Question

law of cosines
△def is an isosceles triangle with base angles e and f.
what is the angle measure of the smallest angle in the triangle?
approximate to the nearest degree.
20 × degrees
what are the measures of the two congruent base angles?
80 × degrees

Explanation:

Step1: Identify the triangle sides

In isosceles \(\triangle DEF\), \(DE = DF = 12\) (the equal sides), and \(EF = 3\) (the base). Let's denote the vertex angle (at \(D\)) as \(\alpha\) and the base angles (at \(E\) and \(F\)) as \(\beta\) (since \(E\) and \(F\) are congruent).

Step2: Apply the Law of Cosines to find the vertex angle \(\alpha\)

The Law of Cosines states that for a triangle with sides \(a\), \(b\), \(c\) and opposite angle \(C\), \(c^{2}=a^{2}+b^{2}-2ab\cos(C)\). For \(\triangle DEF\), to find \(\alpha\) (opposite side \(EF = 3\)), we have:
\[
EF^{2}=DE^{2}+DF^{2}-2\cdot DE\cdot DF\cdot\cos(\alpha)
\]
Substitute \(EF = 3\), \(DE = 12\), \(DF = 12\):
\[
3^{2}=12^{2}+12^{2}-2\cdot12\cdot12\cdot\cos(\alpha)
\]
\[
9 = 144 + 144-288\cos(\alpha)
\]
\[
9=288 - 288\cos(\alpha)
\]
Subtract 288 from both sides:
\[
9 - 288=- 288\cos(\alpha)
\]
\[
-279=-288\cos(\alpha)
\]
Divide both sides by \(- 288\):
\[
\cos(\alpha)=\frac{279}{288}\approx0.96875
\]
Then \(\alpha=\arccos(0.96875)\approx14^{\circ}\) (using a calculator to find the arccosine).

Step3: Find the base angles \(\beta\)

We know that the sum of angles in a triangle is \(180^{\circ}\), so \(\alpha + 2\beta=180^{\circ}\).
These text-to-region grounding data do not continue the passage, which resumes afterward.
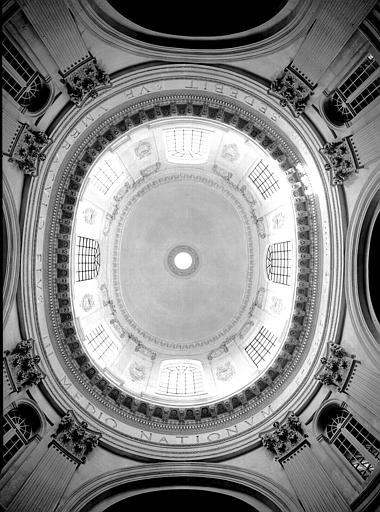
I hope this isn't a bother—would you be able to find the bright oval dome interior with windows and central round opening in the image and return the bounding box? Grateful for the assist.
[71,118,300,407]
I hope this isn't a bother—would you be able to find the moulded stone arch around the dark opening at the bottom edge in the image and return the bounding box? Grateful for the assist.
[57,462,301,512]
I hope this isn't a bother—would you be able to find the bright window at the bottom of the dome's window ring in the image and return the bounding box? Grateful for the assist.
[159,363,203,396]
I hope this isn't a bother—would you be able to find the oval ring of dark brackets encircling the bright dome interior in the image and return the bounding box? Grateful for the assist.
[49,94,317,431]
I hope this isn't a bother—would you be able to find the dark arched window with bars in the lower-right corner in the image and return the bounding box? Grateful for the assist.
[326,409,380,480]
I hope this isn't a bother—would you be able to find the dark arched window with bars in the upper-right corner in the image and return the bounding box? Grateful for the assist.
[324,53,380,126]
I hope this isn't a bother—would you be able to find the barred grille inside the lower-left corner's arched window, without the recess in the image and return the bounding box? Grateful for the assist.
[3,409,33,465]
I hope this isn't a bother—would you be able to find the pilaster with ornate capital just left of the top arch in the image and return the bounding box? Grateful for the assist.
[18,0,111,107]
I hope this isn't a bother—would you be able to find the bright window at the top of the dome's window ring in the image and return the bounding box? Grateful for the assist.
[165,128,212,162]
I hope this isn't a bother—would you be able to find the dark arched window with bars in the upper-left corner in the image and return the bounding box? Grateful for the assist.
[2,33,50,113]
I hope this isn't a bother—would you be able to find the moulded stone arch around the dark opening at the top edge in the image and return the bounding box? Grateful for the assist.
[74,0,317,62]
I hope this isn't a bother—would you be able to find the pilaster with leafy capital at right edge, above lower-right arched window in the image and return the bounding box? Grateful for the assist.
[315,343,380,416]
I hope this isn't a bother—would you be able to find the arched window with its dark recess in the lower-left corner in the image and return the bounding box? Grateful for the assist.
[3,405,41,466]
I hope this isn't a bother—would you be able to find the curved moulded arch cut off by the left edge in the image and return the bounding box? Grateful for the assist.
[2,173,21,326]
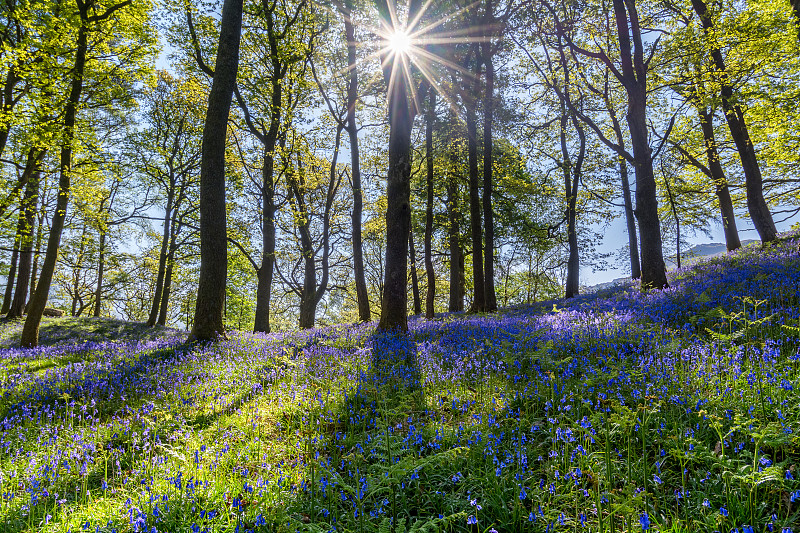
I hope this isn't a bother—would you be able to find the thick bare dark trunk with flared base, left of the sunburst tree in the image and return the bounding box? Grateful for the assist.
[189,0,243,341]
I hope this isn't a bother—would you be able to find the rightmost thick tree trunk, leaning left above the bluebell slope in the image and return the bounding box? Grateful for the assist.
[692,0,778,243]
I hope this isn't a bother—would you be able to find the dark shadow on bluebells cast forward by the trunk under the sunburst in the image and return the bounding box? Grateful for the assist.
[286,331,450,532]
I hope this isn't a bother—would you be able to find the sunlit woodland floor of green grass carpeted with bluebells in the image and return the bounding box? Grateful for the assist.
[0,236,800,533]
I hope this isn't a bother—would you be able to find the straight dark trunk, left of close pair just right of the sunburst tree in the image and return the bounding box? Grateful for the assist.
[465,95,486,313]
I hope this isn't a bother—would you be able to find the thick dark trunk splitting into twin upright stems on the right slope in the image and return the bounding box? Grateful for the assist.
[613,0,667,289]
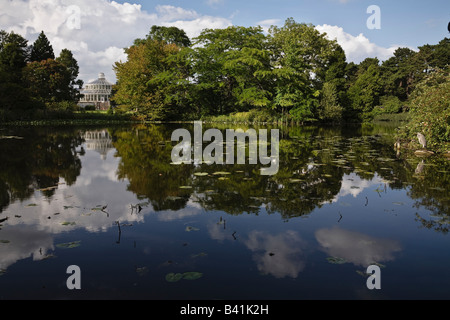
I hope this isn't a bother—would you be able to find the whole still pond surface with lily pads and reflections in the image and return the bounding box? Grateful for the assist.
[0,124,450,300]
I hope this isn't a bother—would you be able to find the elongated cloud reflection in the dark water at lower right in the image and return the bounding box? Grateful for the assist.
[315,227,402,267]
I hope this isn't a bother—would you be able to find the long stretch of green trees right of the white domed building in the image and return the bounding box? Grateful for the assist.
[113,19,450,123]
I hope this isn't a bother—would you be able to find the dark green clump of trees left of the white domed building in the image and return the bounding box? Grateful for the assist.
[0,30,83,121]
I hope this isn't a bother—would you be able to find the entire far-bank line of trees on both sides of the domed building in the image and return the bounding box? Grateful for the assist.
[0,18,450,129]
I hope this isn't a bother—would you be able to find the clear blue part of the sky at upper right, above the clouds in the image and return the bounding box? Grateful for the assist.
[123,0,450,47]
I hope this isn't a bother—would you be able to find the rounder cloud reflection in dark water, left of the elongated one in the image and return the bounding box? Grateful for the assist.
[245,231,306,278]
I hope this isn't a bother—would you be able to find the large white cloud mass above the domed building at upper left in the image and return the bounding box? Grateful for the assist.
[0,0,231,82]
Substitute \(\alpha\approx14^{\circ}\):
\[
14^{\circ}+2\beta = 180^{\circ}
\]
\[
2\beta=180^{\circ}- 14^{\circ}=166^{\circ}
\]
\[
\beta=\frac{166^{\circ}}{2} = 83^{\circ}
\]

Now, comparing the angles: \(\alpha\approx14^{\circ}\) and \(\beta = 83^{\circ}\), so the smallest angle is approximately \(14^{\circ}\), and the base angles are approximately \(83^{\circ}\) each.

Answer:

• The angle measure of the smallest angle: \(\boldsymbol{14}\) degrees.
• The measures of the two congruent base angles: \(\boldsymbol{83}\) degrees (each).